Seven hundred thirty thousand years of hoarding.
At least I was going back to Earth rich.
"There is one more thing," Theo said. "You promised to bring us with you. To Earth. In case you needed... nannies, you said. For your children."
I stared at him.
"I agreed to that?"
"You signed a scroll."
"You're not making that up?"
"I would never."
I looked at Yhani. She smiled at me, warm, genuine, the smile of someone who genuinely liked children and genuinely wanted to help.
I looked at Jeo. He was still grinning, but there was something softer underneath it. Something that looked like hope.
"Fine," I said. "You can come. But if any of you eat my children, I will personally feed you to that three-headed dragon I apparently killed for fun."
"You killed Kaelthar because he insulted your crown," Jeo said cheerfully. "The boredom thing was just a joke."
I did not need to know that.
Theo chanted something, old words, heavy words, words that made the air itself tremble, and a rift opened in front of me.
Not purple this time. Silver. Swirling. Like a whirlpool made of moonlight.
"Your clothing," Theo said. "The spell you designed seven hundred thirty thousand years ago. The form you wore when you first arrived here."
He flicked his fingers.
The golden gown vanished. The crown disappeared. The shimmering light around my skin faded to nothing.
In their place: a pink t-shirt with a small hole near the collar. Brown pajama pants. No shoes.
Exactly what I had been wearing when the purple light took me from my apartment.
But the body underneath was different.
The t-shirt was tight. Not uncomfortably,the fabric had stretched to fit,but the woman inside it was not the woman who had worn it before. My curves were sharper. My waist was smaller. My arms were toned in a way that suggested I could punch through a wall and not break a nail.
I looked down at myself. Then at the three shadows, who were very carefully looking anywhere else.
"This feels like cheating," I muttered.
"You designed the form yourself," Theo said. "You said,"

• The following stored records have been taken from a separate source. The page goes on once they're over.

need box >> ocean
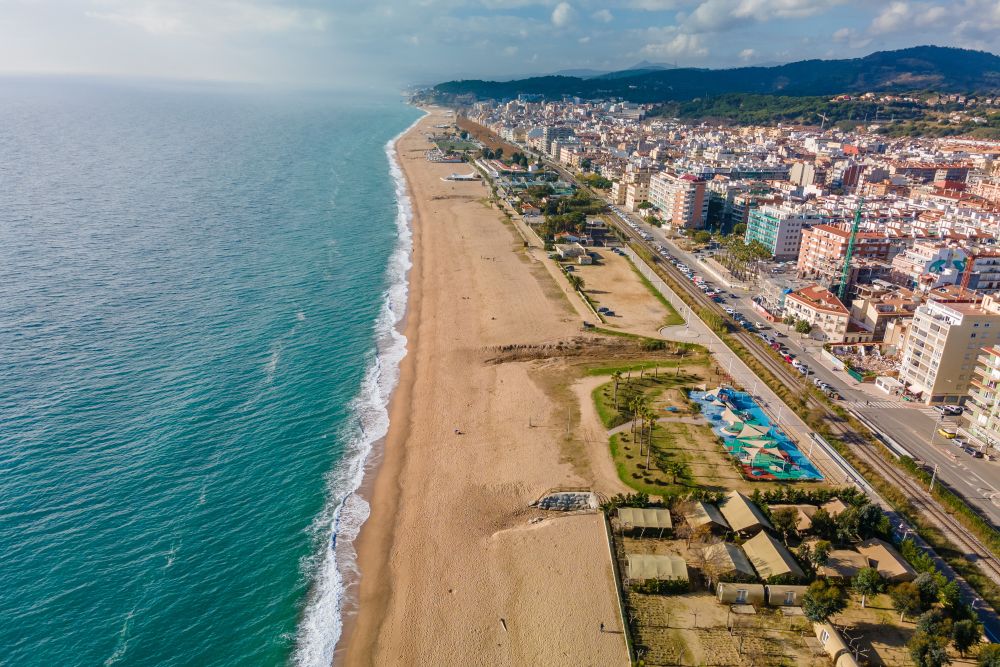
[0,78,420,667]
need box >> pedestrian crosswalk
[847,401,941,418]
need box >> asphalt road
[612,209,1000,526]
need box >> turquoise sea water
[0,79,419,665]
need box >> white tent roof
[618,507,673,529]
[626,554,687,581]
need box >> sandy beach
[337,110,627,665]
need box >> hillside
[431,46,1000,102]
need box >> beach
[336,109,627,665]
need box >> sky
[0,0,1000,88]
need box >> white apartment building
[649,171,708,229]
[899,297,1000,404]
[785,285,851,343]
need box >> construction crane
[837,197,865,303]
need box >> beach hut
[858,537,917,583]
[768,505,819,533]
[684,500,729,531]
[618,507,673,537]
[719,491,774,534]
[743,531,806,581]
[715,583,764,605]
[625,554,688,581]
[764,584,809,607]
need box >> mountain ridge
[432,45,1000,102]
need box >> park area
[593,360,769,495]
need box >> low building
[618,507,673,537]
[715,583,765,605]
[625,554,688,581]
[719,491,774,534]
[743,531,806,581]
[704,542,757,581]
[684,500,729,531]
[785,285,851,343]
[764,584,809,607]
[858,537,917,583]
[768,505,819,533]
[813,621,858,667]
[816,549,868,579]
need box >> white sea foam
[294,111,420,667]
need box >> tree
[938,581,963,618]
[802,579,847,623]
[811,507,837,540]
[913,572,939,609]
[906,632,951,667]
[976,644,1000,667]
[917,609,951,637]
[771,507,799,544]
[611,371,622,410]
[851,567,885,609]
[889,581,924,621]
[951,618,983,658]
[809,540,833,570]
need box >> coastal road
[612,206,1000,526]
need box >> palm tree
[611,371,622,410]
[646,408,657,471]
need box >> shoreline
[333,108,627,665]
[293,109,427,665]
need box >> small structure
[858,537,917,583]
[625,554,688,581]
[764,584,808,607]
[743,531,805,581]
[704,542,757,580]
[768,505,819,533]
[618,507,673,537]
[719,491,774,534]
[813,621,858,667]
[816,549,868,579]
[819,498,847,518]
[556,243,590,259]
[715,583,764,605]
[684,500,729,531]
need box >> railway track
[614,221,1000,584]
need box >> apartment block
[965,346,1000,448]
[785,285,850,343]
[649,171,708,229]
[744,206,823,260]
[798,224,896,283]
[899,297,1000,404]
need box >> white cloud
[591,9,615,23]
[86,0,329,35]
[642,32,708,58]
[552,2,575,28]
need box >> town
[420,96,1000,664]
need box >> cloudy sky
[0,0,1000,87]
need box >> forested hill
[433,46,1000,102]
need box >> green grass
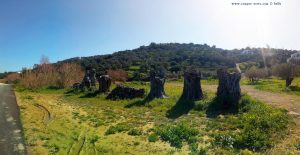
[17,81,287,154]
[242,78,300,95]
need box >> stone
[106,85,145,100]
[97,75,111,93]
[181,70,203,100]
[217,69,241,108]
[148,70,166,98]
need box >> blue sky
[0,0,300,72]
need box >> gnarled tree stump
[88,69,97,86]
[217,69,241,108]
[148,71,166,98]
[106,85,145,100]
[98,75,111,93]
[181,70,203,100]
[82,76,92,91]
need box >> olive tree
[272,63,300,87]
[245,66,268,83]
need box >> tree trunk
[89,69,97,86]
[182,71,203,100]
[98,75,111,93]
[285,77,294,87]
[148,71,166,98]
[106,86,145,100]
[217,69,241,108]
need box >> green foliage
[207,96,288,151]
[214,134,235,148]
[157,123,199,148]
[295,142,300,151]
[49,144,59,155]
[105,124,130,135]
[148,133,159,142]
[237,97,288,150]
[128,129,143,136]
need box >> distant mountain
[58,43,297,77]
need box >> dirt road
[0,83,26,155]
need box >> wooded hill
[58,43,297,76]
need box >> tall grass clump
[156,123,199,148]
[237,96,288,150]
[208,95,289,151]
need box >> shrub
[5,73,20,84]
[56,63,84,88]
[295,142,300,150]
[214,134,235,148]
[245,67,268,83]
[148,133,159,142]
[105,124,130,135]
[157,124,198,148]
[128,129,143,136]
[107,69,128,82]
[236,97,288,150]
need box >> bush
[105,124,130,135]
[214,134,235,148]
[107,69,128,82]
[128,129,143,136]
[236,96,288,150]
[148,133,159,142]
[157,124,198,148]
[5,73,20,84]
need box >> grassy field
[16,81,297,155]
[0,79,5,83]
[242,78,300,95]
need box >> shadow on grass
[289,86,300,92]
[64,89,83,96]
[206,97,238,118]
[79,91,99,98]
[166,97,195,119]
[125,96,154,108]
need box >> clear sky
[0,0,300,72]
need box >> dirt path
[34,103,52,125]
[202,85,300,116]
[0,84,26,155]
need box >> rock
[72,83,82,91]
[98,75,111,93]
[182,70,203,100]
[106,85,145,100]
[217,69,241,108]
[148,70,166,98]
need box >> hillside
[58,43,297,75]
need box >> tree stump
[217,69,241,108]
[88,69,97,86]
[182,70,203,100]
[82,76,92,91]
[98,75,111,93]
[106,85,145,100]
[285,77,294,87]
[148,71,166,98]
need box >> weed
[148,133,159,142]
[128,129,143,136]
[157,123,199,148]
[49,144,59,155]
[105,124,130,135]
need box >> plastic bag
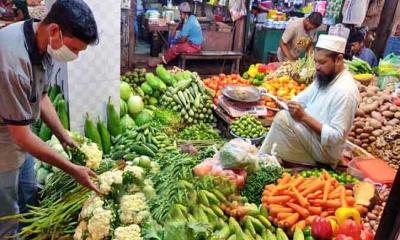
[342,0,368,25]
[259,143,281,168]
[218,138,259,172]
[193,158,247,187]
[328,23,350,39]
[229,0,247,22]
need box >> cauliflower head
[119,193,150,224]
[79,143,103,170]
[124,166,145,179]
[114,224,142,240]
[99,170,123,195]
[87,208,112,240]
[80,194,104,219]
[74,221,88,240]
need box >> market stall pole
[145,19,177,57]
[64,0,121,132]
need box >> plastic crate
[384,36,400,57]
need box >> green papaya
[84,113,103,149]
[156,65,174,86]
[140,82,153,96]
[146,73,165,90]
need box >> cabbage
[119,82,132,101]
[135,110,153,126]
[128,96,144,115]
[121,115,136,130]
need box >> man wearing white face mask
[0,0,98,236]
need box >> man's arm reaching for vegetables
[279,41,296,62]
[40,94,77,149]
[7,125,99,193]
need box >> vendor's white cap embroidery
[317,34,347,53]
[179,2,190,12]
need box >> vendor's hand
[71,165,100,194]
[60,133,78,151]
[288,101,306,121]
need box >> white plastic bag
[342,0,368,26]
[328,23,350,39]
[229,0,247,22]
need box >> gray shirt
[0,20,52,172]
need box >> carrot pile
[262,171,364,229]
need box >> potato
[368,118,382,129]
[364,126,374,133]
[389,105,398,113]
[371,111,383,121]
[356,108,365,117]
[360,102,379,113]
[360,132,369,139]
[382,111,394,118]
[378,105,390,112]
[372,129,383,137]
[368,136,376,142]
[387,118,400,126]
[355,128,364,134]
[367,89,375,97]
[354,121,365,128]
[361,138,369,143]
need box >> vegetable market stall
[0,55,398,240]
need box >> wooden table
[0,20,11,29]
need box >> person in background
[0,0,99,239]
[260,35,359,168]
[349,32,378,67]
[0,0,31,23]
[277,12,322,62]
[148,2,203,67]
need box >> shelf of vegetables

"I don't want to know what I said. Let's go."
We stepped into the rift.
One final glance back. The throne room. The diamond ceiling. The golden pillars. The thousands of monsters still recovering from my tantrum.
Theo. Yhani. Jeo. Grinning like they had just won the lottery. Like this was the best day of their seven-hundred-thousand-year lives.
Like they were finally getting a vacation.
I stepped forward. The world tilted.
Then…..
Lights. So many freaking lights. Cameras. Boom mics. Phones held up by hundreds of hands. A wall of faces, reporters, soldiers, scientists, civilians, all staring at the rift, all waiting for something to come out.
They were not expecting a woman in a holey pink t-shirt and brown pajama pants.
The moment I materialized, barefoot, disoriented, still holding the ring with the mountain of treasure, the questions started.
"Who are you?!"
"Are you a survivor?!"
"What did you see in there?!"
"Are there more of them?!"
"The military is approaching, please stay calm,"
"Is that blood on your shirt?!"
I opened my mouth to answer. To say something. To explain that I was just a mom who wanted to get back to her kids.
The lights were too bright. The questions were too loud. The ground was too hard and too soft at the same time and my head was spinning and I could still feel the power humming under my skin and the ring on my finger was heavy with centuries of treasure and Theo was saying something behind me and Yhani was reaching for my arm and Jeo was laughing,
And I fainted.
Right there. In front of hundreds of cameras. Live. On every news channel in the world.
The last thing I heard before the darkness took me was a single voice, cutting through the chaos:
"Mommy?"
A child's voice. Small. Scared. So familiar it broke my heart. I tried to open my eyes. I couldn't. But I would. And when I did, I was going to find my daughters. Even if I had to tear the world apart to do it.